Uniknya, ketika saya ngumpul bersama mereka, mereka banyak yang kemudian mematikan rokoknya untuk menghormati saya. Memang di kelas saya cukup disegani sebagai ketua kelas, pengurus OSIS, aktivis rohis, dan murid kesayangan beberapa guru pengajar, tapi saya tetap gaul dengan mereka. Saya selalu menjadi langganan mereka pinjam alat tulis jika ada yang lupa bawa yang memang sengaja saya sediakan lebih untuk antisipasi membantu teman-teman. Kadang ada juga yang pinjam uang buat ongkos naik angkutan ketika kehabisan uang saku karena keperluan tak terduga.

Geng sekolah saya saat itu adalah penguasa terminal, tidak ada yang berani dengan geng kami. Pernah kejadian ada kawan kami yang memang kalau di terminal suka menyendiri dipalakin anak SMK lain, terus besoknya kami datangi rame-rame tuh anak yang malakin, dibilangnya oleh ketua geng kami : “ ini kawan kami, jangan dipalak lagi. Nggak lihat apa di bahunya ada badge tulisan SMK kami ha ?”

Si pemalak langsung ketakutan dan bilang, “ ampun mas, saya nggak tahu kalau dia satu SMK sama sampean”. Wah, hebat bener nih geng sekolahku…begitu pikir saya waktu itu.

Begitulah saya. Di satu sisi saya adalah aktivis muda lintas kelompok pergerakan, mantan santri, tapi di sisi lain saya juga masih seperti para remaja seusia saya yang lain. Saya mengenal dan mengidolakan ‘Abdullah ‘Azzam dan Usamah bin Ladin, tapi saya juga punya tokoh pembalap favorit, tim sepakbola favorit, penyanyi favorit, acara TV favorit, punya geng sekolah,dll.

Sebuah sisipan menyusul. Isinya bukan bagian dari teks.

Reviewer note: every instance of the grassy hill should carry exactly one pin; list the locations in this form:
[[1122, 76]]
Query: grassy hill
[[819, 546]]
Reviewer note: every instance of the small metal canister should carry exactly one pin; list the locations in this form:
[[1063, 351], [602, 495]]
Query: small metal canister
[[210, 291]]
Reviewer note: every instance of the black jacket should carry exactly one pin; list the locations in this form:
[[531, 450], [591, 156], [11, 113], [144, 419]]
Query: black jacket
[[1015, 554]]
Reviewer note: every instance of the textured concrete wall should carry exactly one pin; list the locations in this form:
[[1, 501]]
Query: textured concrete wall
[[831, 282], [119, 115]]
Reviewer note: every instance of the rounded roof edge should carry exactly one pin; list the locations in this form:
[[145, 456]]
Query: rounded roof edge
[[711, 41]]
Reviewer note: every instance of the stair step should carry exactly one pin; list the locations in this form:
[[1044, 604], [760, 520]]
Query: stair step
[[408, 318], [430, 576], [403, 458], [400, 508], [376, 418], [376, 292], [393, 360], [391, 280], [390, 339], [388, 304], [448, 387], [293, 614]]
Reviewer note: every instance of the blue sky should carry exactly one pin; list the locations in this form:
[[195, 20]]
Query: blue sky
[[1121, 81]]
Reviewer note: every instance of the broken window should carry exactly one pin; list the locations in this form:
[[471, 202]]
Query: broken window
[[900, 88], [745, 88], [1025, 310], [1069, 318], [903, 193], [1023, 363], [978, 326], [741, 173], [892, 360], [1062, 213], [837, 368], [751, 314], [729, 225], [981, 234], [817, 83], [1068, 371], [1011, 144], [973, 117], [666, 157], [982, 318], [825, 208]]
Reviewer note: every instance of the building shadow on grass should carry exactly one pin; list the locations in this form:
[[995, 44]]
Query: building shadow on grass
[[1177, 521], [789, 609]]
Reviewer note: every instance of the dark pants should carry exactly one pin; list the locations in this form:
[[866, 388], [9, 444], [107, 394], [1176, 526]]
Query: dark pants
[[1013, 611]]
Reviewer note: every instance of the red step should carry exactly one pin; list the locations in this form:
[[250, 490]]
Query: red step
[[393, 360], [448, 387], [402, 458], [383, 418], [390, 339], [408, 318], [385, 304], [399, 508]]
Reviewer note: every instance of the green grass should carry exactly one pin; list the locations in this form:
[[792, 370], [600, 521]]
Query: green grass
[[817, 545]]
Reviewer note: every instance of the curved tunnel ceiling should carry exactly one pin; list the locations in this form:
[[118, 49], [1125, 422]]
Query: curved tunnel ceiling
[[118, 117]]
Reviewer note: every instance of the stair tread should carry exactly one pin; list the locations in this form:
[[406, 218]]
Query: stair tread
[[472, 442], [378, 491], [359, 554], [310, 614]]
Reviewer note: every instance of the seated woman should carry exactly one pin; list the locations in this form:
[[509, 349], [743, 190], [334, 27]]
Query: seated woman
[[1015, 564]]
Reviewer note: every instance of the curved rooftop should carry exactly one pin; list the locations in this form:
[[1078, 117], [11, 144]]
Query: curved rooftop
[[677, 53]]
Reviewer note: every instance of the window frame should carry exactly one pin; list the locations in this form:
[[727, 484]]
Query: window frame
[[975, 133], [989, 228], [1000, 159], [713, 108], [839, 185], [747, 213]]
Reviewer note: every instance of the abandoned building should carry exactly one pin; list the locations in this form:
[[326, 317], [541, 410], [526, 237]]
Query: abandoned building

Saya jujur mengakui semuanya apa adanya dan saya tidak perlu malu mengungkapkannya. Biar saja beberapa orang mungkin akan mentertawakan saya, tapi saya ingin agar orang tahu bahwa seorang jihadis juga bisa memiliki kehidupan yang penuh warna di masa remajanya. Biarlah orang menyimpulkan menurut pemahamannya masing-masing. Sekali lagi saya hanya ingin menunjukkan sisi lain dari diri saya yang pernah menjadi jihadis radikal, agar orang mendapat gambaran yang lebih lengkap tentang diri saya.